Monday, April 13, 2015

Josefov (The Jewish Quarter)

I began my solo exploration of Prague on Sunday morning near the main train station where I picked up a three-day tram pass.  My route took me past the Jerusalem Synagogue built in the Art Nouveau style to replace several synagogues that had been destroyed at the turn of the twentieth century in the Jewish Quarter.




Wenceslas Square is more like a long boulevard.  The site of a former horse market, it's named after the patron saint of Bohemia.



The main building of the National Museum, sits directly behind the statue of St. Wenceslas. It's closed for renovation until at least 2018.





Hard to believe it now, but this cross marks the site where two Czech students self-immolated to protest the end of the Prague Spring in 1968.  It took another 21 years for the Velvet Revolution to establish their dream of independence from the Union of Soviet Socialist Republics.


Wenceslas Square runs into the old town.  Sanitation workers were cleaning up after some kind of celebration that included a lot of balloons, ribbons and flowers.




It's hard not to be enchanted by Prague even if it does sometimes seem like a Disneyesque riff on Mittel Europa.  Taking pretty pictures is like shooting fish in a barrel, even with much of the city under reconstruction.
















The city fathers aren't shy about mixing up the new with the old, either.  Take, for example, this hussy kneeling in front of a classic building.


Her belly reflects the head lights of oncoming traffic.


The Spanish Synagogue was my first stop in Josefov, which is completely surrounded by the old town.  


When the Holy Roman Emperor Josef II opened Prague to Jews in 1781, they were so grateful that they named their ghetto after him.  In an attempt to make Prague more like Paris at the end of the 19th century, much of Josefov was torn down but a few synagogues survived.  The Spanish Synagogue is by far the most beautiful.














The synagogue does a good job of documenting Prague's substantial Jewish history, including the anti-Semitism that preceded Nazi annexation.  This cartoon depicts a Jew fleeing to America to escape socialism.  With bags of money, of course.


But the Nazis were more determined in their expression of anti-Semitism.

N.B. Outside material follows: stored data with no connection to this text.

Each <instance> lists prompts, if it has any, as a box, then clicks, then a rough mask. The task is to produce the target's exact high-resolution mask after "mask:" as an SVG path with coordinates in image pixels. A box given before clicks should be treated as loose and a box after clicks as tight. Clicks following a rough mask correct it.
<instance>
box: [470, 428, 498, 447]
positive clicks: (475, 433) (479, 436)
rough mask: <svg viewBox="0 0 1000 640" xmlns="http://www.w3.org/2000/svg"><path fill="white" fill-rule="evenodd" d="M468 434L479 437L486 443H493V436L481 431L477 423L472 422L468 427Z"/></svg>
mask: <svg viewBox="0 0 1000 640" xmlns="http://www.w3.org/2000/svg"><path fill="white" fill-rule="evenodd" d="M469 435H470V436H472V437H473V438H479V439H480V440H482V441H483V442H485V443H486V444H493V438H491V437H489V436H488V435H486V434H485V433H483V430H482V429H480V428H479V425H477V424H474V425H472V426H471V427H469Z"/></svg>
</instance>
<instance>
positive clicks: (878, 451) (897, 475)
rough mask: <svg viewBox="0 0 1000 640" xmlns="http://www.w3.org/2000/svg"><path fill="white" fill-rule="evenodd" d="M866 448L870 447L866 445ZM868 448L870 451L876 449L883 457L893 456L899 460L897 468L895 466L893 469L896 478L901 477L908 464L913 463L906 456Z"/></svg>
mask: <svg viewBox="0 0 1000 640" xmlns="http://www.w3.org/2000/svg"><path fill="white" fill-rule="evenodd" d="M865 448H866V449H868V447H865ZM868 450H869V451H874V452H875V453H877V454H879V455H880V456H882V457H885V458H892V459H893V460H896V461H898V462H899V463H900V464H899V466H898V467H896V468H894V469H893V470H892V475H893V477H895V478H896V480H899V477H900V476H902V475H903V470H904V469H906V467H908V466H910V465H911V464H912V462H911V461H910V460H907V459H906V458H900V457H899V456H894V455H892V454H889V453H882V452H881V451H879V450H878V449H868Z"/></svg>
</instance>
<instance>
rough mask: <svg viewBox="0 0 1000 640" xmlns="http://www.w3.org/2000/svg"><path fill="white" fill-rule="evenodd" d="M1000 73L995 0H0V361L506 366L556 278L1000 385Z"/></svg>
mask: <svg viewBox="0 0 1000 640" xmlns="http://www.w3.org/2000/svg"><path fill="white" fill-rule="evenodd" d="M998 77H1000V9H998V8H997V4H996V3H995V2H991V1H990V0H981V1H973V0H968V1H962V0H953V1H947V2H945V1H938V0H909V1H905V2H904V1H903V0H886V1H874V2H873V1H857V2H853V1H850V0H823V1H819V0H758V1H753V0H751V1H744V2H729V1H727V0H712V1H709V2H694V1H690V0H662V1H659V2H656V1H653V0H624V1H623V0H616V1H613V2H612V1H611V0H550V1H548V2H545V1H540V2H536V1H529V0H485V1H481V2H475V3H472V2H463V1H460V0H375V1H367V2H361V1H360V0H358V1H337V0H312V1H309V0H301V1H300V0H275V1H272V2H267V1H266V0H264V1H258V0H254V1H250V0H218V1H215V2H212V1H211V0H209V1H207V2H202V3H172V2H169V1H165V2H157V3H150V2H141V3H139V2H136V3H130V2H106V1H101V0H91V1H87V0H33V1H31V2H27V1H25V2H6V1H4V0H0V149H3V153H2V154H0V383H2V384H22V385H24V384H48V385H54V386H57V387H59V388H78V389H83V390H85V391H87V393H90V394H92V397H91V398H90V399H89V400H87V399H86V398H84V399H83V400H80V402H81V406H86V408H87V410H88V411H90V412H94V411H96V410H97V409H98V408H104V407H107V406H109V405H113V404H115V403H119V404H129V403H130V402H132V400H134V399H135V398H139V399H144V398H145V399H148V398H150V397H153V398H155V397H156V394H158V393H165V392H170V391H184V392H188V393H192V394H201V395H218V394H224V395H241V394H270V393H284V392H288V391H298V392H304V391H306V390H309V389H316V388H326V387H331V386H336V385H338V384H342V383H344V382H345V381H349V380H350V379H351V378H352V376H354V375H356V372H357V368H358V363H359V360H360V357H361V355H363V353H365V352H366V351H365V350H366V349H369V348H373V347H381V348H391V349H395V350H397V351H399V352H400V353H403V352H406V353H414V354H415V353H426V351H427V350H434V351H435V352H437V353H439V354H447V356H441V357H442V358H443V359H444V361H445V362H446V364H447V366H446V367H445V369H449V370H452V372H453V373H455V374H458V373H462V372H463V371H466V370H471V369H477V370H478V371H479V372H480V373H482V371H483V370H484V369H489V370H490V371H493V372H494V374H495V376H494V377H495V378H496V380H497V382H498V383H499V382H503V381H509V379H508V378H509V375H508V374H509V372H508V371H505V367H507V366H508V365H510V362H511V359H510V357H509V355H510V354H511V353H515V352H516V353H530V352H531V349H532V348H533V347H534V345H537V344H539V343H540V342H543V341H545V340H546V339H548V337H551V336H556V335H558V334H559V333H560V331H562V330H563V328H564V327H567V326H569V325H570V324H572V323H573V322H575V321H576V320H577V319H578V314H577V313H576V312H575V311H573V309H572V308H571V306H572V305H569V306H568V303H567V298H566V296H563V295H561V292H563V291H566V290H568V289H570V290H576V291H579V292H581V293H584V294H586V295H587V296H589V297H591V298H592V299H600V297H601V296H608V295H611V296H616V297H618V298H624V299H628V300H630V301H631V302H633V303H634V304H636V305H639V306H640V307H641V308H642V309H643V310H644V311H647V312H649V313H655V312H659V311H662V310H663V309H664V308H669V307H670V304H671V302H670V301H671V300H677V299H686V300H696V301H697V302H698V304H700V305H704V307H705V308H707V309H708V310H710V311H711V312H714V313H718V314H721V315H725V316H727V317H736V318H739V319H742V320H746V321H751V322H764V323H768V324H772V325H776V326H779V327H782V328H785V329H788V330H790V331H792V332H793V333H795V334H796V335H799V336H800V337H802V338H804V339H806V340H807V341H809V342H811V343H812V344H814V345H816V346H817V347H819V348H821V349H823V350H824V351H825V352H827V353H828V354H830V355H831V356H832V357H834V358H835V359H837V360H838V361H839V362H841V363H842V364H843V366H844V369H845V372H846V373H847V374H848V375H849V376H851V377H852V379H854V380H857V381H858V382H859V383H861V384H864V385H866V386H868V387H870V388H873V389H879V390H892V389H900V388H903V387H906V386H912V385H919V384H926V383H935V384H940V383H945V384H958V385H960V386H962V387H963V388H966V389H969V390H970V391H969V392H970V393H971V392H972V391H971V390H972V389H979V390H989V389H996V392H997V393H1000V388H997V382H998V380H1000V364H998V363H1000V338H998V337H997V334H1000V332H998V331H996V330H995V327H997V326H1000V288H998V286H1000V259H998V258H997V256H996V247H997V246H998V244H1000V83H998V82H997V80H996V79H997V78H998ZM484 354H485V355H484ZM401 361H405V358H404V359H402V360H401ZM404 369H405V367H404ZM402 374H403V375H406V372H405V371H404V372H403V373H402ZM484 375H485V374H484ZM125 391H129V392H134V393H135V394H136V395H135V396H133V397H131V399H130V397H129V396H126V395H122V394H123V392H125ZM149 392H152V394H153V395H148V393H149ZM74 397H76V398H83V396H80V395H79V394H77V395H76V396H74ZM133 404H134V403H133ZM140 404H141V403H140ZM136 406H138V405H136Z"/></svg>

They seized religious garb as well as silver when they rounded up Jews before sending them to Terezin, what they called a "model Jewish settlement" in a propaganda film.



The Old-New Synagogue was a short walk away.  


While not as beautiful as the Spanish Synagogue and much smaller, the Old-New Synagogue has been central to Jewish life in Prague for more than seven centuries, and is the oldest active synagogue in Europe.  







A quick visit to the Ceremonial Hall taught me more than I ever knew about Jewish burial rites.  Many of the implements used at this former mortuary, built next door to the Jewish cemetery in the early 20th century, also were on display.











I took a break from Jewish history and hurried back to old town square to watch the astronomical clock strike noon.




The 12 apostles made an appearance.



On the way back to Josefov, I passed the ghost of Franz Kafka in a souvenir shop.  More on Franz later.  I can't decide if he or Vaclav Havel is Prague's favorite son.


The lovingly restored Klausen Synagogue is Josefov's largest. 





Jewish stars were embedded everywhere in the synagogue's design.





Many people used guides to better understand the permanent exhibit of Jewish customs and traditions.




Here's a bris kit.  Mohels use it to circumcise male babies.  Unfortunately, this also made it easier for the Nazis to identify Jewish men who were trying to escape persecution.


The Pinkas Synagogue around the corner included a Holocaust memorial.  





 The names of all the Czech Jews murdered by the Nazis are inscribed on its walls.



A heartbreaking exhibit upstairs includes the luggage of children who were sent to Terezin, called Theresienstadt by the Nazis, a kind of purgatory for Czech Jews.  If they didn't die in this settlement, they were deported to concentration camps in other parts of Eastern Europe.


More than 15,000 children passed through the camp.  Some of their drawings are displayed.





I saved the Old Jewish Cemetery for last.  Beginning in 1439, nearly 12,000 Jews were buried during here during the next 350 years in an area the size of a single city block.  If it seems small, that's because as many as ten graves are layered on top of one another.




























Spotting an orthodox Jew in New York hardly would be worth taking a photo, but in Josefov, now mostly occupied by luxury retailers,  it was like seeing an endangered species in the wild.